Epilepsy is marked by a predisposition to experience recurrent seizures, which may arise from a variety of genetic and non-genetic causes. The mechanistic target of rapamycin (mTOR) pathway is a master regulator of cell growth, death, metabolism, and migration. Dysregulation of this pathway has been linked to both neurodevelopmental disorders, like autism spectrum disorder (ASD), and epilepsy. The deletion or mutation of phosphate and tensin homolog (PTEN) gene on chromosome ten—a suppressor of the mTOR pathway—has been associated with the development of epilepsy. Seizures in early development have been linked to autistic-like behavioral deficits, such as communication deficits.

We used a neuronal subset-specific PTEN (NS-PTEN) mouse model to investigate the communication differences among wildtype (WT), heterozygous (HT), and knockout (KO) genotypes in both male and female mice. The NS-PTEN KO mouse is a well-characterized mouse model of epilepsy. Ultrasonic vocalizations (USVs) were used to examine communication alterations in mice. Mouse pups commonly vocalize during their first 2 weeks of life and emit sounds to elicit a retrieval response from the dam. We chose to examine postnatal days (PD) 14, as this represents a time with a high vulnerability to seizures and marks the end of a critical period of development. We evaluated differences in genotype on call types and aspects of total calls.

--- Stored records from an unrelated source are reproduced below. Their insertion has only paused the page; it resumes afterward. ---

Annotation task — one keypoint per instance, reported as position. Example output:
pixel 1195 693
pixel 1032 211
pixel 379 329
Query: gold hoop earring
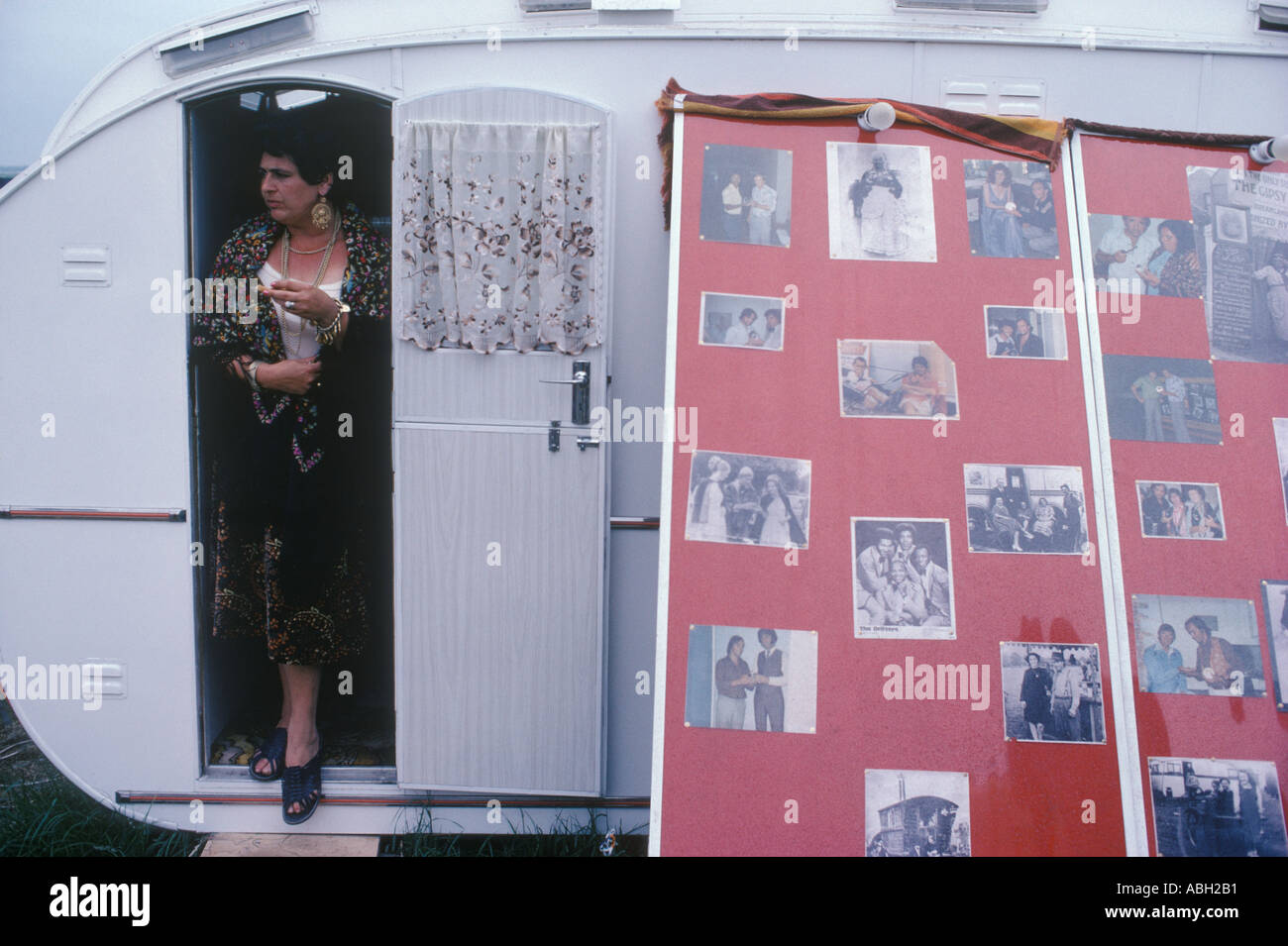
pixel 322 213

An analysis of the distribution of call types found that female KO had more chevron and frequency step calls and less complex and upward calls than female WT and HT mice (p < .05). Male KO were found to have more chevron, frequency step and two-component calls, and less complex, short and upward calls that WT and HT males (p < .05). Additionally, we found that females had a greater percent of multiple calls compared to male mice at PD14 (p < .05). Moreover, we did not find any significant genotype and sex interaction differences in USV spectral properties (i.e., latency, power, total call duration).